3/12/13

South Dakota home to the obese, mentally ill

God may not be enough for religious states: they lead the nation in anti-depressant use.

Obesity and mental illness are closely linked, especially in northern tier states like South Dakota.
In fact South Dakota is slipping. Just last year,the state ranked 19th but even that ranking would put us well behind most of our neighboring states. But why does South Dakota rank so low and what's being done to improve that rank? It's a test South Dakota is failing.--Jake Iverson, KSFY.
The Mitchell Republic is hardly a bastion of progressive thought; yet, editor Seth Tupper is often a guest on Dakota Midday's political junkie segment. I wince, cringe, even clinch to constipation whenever publisher Jon Hunter of the Madison Daily Leader appears as a guest on that program.
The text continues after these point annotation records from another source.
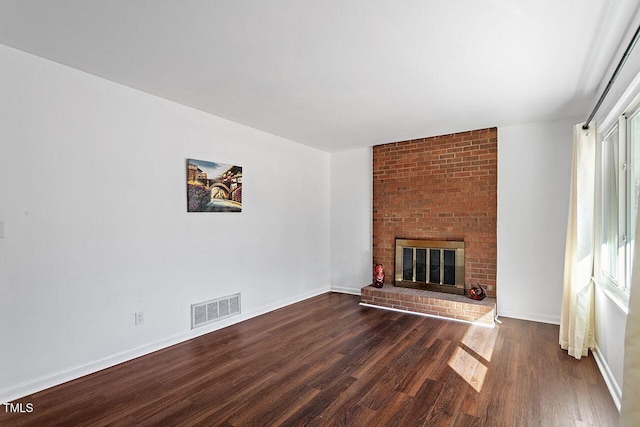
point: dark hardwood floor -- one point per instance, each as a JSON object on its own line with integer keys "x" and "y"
{"x": 329, "y": 361}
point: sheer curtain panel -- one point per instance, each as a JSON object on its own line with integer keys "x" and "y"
{"x": 576, "y": 319}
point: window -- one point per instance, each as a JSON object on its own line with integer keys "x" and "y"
{"x": 619, "y": 196}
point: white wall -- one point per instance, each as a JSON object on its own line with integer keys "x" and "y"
{"x": 351, "y": 193}
{"x": 92, "y": 196}
{"x": 534, "y": 172}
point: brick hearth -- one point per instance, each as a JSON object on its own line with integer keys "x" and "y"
{"x": 438, "y": 304}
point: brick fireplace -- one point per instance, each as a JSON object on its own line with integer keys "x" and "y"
{"x": 441, "y": 188}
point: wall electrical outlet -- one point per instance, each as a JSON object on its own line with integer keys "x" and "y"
{"x": 139, "y": 318}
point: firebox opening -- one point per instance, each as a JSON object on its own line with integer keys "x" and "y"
{"x": 431, "y": 265}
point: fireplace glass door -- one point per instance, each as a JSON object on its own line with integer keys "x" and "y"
{"x": 433, "y": 265}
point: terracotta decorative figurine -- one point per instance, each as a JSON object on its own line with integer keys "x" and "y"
{"x": 477, "y": 292}
{"x": 378, "y": 276}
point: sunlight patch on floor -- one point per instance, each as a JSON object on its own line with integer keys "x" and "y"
{"x": 471, "y": 360}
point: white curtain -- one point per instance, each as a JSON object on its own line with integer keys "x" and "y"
{"x": 576, "y": 320}
{"x": 630, "y": 412}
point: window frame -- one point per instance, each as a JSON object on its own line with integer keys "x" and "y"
{"x": 617, "y": 287}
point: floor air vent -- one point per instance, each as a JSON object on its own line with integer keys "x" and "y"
{"x": 209, "y": 311}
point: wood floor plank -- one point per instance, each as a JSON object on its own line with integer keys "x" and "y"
{"x": 327, "y": 361}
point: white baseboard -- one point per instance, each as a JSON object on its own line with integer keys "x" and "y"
{"x": 534, "y": 317}
{"x": 346, "y": 290}
{"x": 609, "y": 379}
{"x": 17, "y": 391}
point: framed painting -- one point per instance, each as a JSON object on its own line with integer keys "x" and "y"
{"x": 213, "y": 187}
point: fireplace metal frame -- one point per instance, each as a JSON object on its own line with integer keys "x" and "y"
{"x": 458, "y": 246}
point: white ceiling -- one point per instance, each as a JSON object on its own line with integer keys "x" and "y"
{"x": 340, "y": 74}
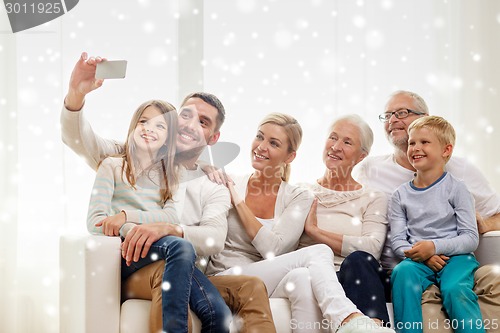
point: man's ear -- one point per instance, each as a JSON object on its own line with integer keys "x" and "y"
{"x": 291, "y": 157}
{"x": 213, "y": 139}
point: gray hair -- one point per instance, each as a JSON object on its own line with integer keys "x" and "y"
{"x": 419, "y": 102}
{"x": 365, "y": 132}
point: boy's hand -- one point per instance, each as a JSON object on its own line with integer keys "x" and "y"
{"x": 436, "y": 262}
{"x": 421, "y": 251}
{"x": 111, "y": 225}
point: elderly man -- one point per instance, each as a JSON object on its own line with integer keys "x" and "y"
{"x": 387, "y": 172}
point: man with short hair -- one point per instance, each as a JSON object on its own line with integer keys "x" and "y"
{"x": 203, "y": 204}
{"x": 388, "y": 172}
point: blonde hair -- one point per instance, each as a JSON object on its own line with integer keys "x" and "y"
{"x": 164, "y": 160}
{"x": 443, "y": 130}
{"x": 293, "y": 132}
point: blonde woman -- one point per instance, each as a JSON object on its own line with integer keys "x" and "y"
{"x": 265, "y": 224}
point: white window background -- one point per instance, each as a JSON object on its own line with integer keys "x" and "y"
{"x": 313, "y": 59}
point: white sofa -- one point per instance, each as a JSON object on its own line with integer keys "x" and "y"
{"x": 90, "y": 291}
{"x": 90, "y": 288}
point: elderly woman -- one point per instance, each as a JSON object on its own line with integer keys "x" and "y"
{"x": 264, "y": 227}
{"x": 349, "y": 217}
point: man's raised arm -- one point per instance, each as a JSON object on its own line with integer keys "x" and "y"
{"x": 76, "y": 132}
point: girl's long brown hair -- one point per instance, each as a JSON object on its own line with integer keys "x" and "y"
{"x": 164, "y": 162}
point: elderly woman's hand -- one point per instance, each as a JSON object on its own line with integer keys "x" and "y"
{"x": 311, "y": 224}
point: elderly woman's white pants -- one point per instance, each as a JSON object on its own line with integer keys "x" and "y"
{"x": 308, "y": 279}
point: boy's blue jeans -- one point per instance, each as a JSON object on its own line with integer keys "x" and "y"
{"x": 456, "y": 281}
{"x": 183, "y": 285}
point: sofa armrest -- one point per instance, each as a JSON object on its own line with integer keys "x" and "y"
{"x": 488, "y": 251}
{"x": 89, "y": 294}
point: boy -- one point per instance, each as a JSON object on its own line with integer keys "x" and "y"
{"x": 434, "y": 227}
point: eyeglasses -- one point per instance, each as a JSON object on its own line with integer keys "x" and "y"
{"x": 400, "y": 114}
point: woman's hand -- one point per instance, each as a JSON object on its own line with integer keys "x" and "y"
{"x": 311, "y": 224}
{"x": 436, "y": 262}
{"x": 111, "y": 225}
{"x": 421, "y": 251}
{"x": 235, "y": 198}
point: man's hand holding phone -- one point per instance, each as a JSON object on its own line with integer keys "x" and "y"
{"x": 111, "y": 69}
{"x": 85, "y": 78}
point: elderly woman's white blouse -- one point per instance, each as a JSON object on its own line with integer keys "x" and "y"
{"x": 361, "y": 216}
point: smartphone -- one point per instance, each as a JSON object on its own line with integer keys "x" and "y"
{"x": 111, "y": 69}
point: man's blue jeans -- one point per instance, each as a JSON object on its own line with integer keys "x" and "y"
{"x": 183, "y": 285}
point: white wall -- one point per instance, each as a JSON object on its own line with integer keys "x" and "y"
{"x": 313, "y": 59}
It was with pleasant surprise that part of this interested party's manifesto popped up in the online pages of the Mitchell publication. Reporter Frannie Sprouls interviewed some catholic hospital employee for her piece:
In the Upper Midwest, adequate exposure to the vitamin D in sunshine is hard to come by. During the summer, the temperature rises and people stay inside with air conditioning. During the winter, the temperature lowers and people stay inside huddled under blankets. “It’s hard to get it into your diet, so you have to rely on the sun,” said Megan Vilhauer, a nutritionist at Avera Queen of Peace Hospital in Mitchell. “You want to do it just right, so you don’t get sunburned or get skin cancer.”
No wonder obesity, depression, and xenophobia plague the chemical toilet as the state wrestles with whether to ruin gasoline engines with local ethanol.